Game one got incredibly lucky topdecking Lightning Bolt the turn before losing putting opponent at one and dead to their Bitterblossom. Game two lost to Bitterblossom beats and interaction. Game three got locked out by Spellstutter Sprite basically.
vs. Titan Shift 0-2
Titan Shift is an interesting deck operating in the upper tiers of the modern format, essentially it aims to kill it's opponent with a multitude of Valakut, the Molten Pinnacle triggers enabled by the card Scapeshift, once it happens you are dead no two ways about it so it's important to move fast in this matchup.
vs. Grixis Shadow 1-2
Personally I consider Death's Shadow to be a midrange deck. Against your deck it's susceptibility against burn shone through as game one constant beats followed by a flurry of burn spells was easily good enough. Game two and three was marked by bad luck on your part with having to mull aggressively both times; sometimes the heart of the cards just isn't there.
WHAT IS NEXT
Going to try and test against G/R Vengevine a deck that has been popping up around my meta recently, my friends Seismic Swans deck, and Polymorph combo.
2 months ago
I think Part the Waterveil is the best win condition in Taking Turns decks and would play it over Savor, especially because you can abuse it the way As Foretold decks can.
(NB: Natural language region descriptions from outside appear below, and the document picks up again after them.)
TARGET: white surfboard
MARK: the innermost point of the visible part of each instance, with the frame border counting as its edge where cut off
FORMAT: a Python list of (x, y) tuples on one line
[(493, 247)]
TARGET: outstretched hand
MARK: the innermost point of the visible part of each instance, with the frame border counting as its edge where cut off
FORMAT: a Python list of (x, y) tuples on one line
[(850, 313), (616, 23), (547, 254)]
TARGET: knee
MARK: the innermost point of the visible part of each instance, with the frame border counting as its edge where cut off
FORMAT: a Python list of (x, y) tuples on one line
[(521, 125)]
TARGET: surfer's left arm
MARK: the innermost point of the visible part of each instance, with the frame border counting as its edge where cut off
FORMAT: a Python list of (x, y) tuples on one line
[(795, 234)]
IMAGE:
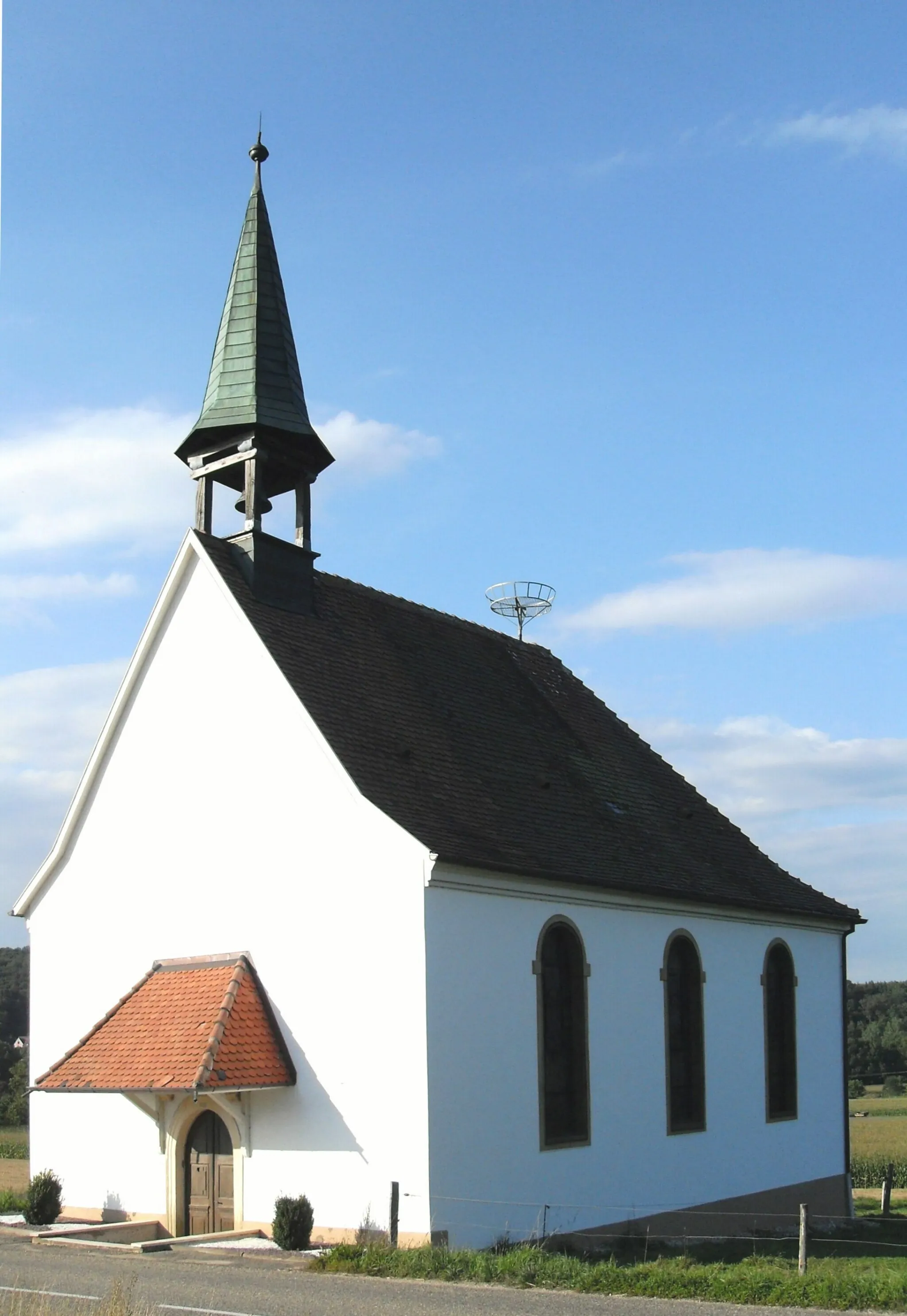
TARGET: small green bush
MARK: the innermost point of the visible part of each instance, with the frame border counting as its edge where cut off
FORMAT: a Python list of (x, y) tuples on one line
[(868, 1172), (293, 1223), (44, 1200)]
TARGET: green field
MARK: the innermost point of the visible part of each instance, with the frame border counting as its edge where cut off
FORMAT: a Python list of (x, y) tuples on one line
[(873, 1103), (859, 1281), (880, 1136)]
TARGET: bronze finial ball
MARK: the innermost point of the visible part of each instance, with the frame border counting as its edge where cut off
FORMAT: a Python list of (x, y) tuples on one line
[(259, 152)]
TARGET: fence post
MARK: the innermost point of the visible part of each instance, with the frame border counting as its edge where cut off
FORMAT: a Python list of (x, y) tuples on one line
[(395, 1211)]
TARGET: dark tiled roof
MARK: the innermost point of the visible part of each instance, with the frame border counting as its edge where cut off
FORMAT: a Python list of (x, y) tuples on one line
[(496, 756), (198, 1024)]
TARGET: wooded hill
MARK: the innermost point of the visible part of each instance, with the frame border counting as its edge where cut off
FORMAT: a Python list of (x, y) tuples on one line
[(14, 1023), (877, 1030)]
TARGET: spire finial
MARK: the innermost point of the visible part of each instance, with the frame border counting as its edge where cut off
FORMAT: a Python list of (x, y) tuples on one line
[(259, 153)]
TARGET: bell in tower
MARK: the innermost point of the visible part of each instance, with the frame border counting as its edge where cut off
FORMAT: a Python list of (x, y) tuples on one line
[(255, 435)]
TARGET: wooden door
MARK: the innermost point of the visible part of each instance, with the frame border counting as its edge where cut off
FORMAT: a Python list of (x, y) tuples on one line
[(209, 1176)]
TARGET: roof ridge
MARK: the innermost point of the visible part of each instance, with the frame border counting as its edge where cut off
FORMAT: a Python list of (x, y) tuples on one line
[(424, 607), (221, 1020)]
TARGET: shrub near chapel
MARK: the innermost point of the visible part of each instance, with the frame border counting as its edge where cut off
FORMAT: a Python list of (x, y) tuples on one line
[(293, 1223)]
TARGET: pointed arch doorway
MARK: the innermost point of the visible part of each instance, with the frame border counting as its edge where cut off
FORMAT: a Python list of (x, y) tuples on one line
[(209, 1176)]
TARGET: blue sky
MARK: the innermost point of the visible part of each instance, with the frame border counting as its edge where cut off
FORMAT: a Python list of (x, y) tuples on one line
[(611, 297)]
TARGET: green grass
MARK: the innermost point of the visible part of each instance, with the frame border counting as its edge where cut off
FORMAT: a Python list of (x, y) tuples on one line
[(831, 1282), (879, 1104), (14, 1134)]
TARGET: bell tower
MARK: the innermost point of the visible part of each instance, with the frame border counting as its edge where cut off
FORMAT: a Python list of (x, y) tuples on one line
[(255, 435)]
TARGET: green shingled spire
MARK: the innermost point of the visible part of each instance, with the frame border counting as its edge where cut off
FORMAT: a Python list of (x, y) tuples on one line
[(255, 374), (255, 386)]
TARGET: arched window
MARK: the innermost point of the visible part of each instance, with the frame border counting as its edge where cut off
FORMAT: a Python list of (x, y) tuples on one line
[(684, 1027), (779, 984), (562, 1036)]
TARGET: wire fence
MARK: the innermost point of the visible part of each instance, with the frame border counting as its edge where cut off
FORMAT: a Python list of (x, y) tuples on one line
[(663, 1226)]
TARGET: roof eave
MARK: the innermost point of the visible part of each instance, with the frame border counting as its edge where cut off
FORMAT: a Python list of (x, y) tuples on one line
[(840, 918), (164, 1092)]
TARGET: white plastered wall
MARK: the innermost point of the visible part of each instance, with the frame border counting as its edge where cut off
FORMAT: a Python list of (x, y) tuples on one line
[(221, 822), (488, 1172)]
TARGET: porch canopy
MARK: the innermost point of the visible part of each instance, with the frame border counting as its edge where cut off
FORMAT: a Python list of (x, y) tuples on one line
[(190, 1026)]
In conjunction with Gigadrowse you can tap your opponent out and make sure the coast is clear to keep attacking. you can even Part on something like Inkmoth Nexus and kill in just 2 attacks, even through infinite life. BTW I think I like Gigadrowse over Kami when you already have 8 cards that draw you extra cards. Otherwise you have next to 0 interaction with your opponent.
3 months ago
3 months ago
A turn three Gigadrowse tapping an opponent's lands down is devistating to most decks, and can slow an opponent enough to go pseudo-infinite.
3 months ago
You need 4 Gigadrowse it is one of the most important cards in the deck as it provides early disruption. I would also cut on the turns spells, you have too many and in turns you don't want a hand of all turn spells until you combo off. Cut Elixir of Immortality and go up a Howling Mine, with Card: Part the Waterveil decking out is not a huge concern anymore.
Additionally, as opposed to a playset of Inkmoth Nexus, run one copy as a way to kill with infect, in your mana base you also want Mikokoro, Center of the Sea and Oboro, Palace in the Clouds as one-of's. Move the Spreading Seas to the side and play Remand instead.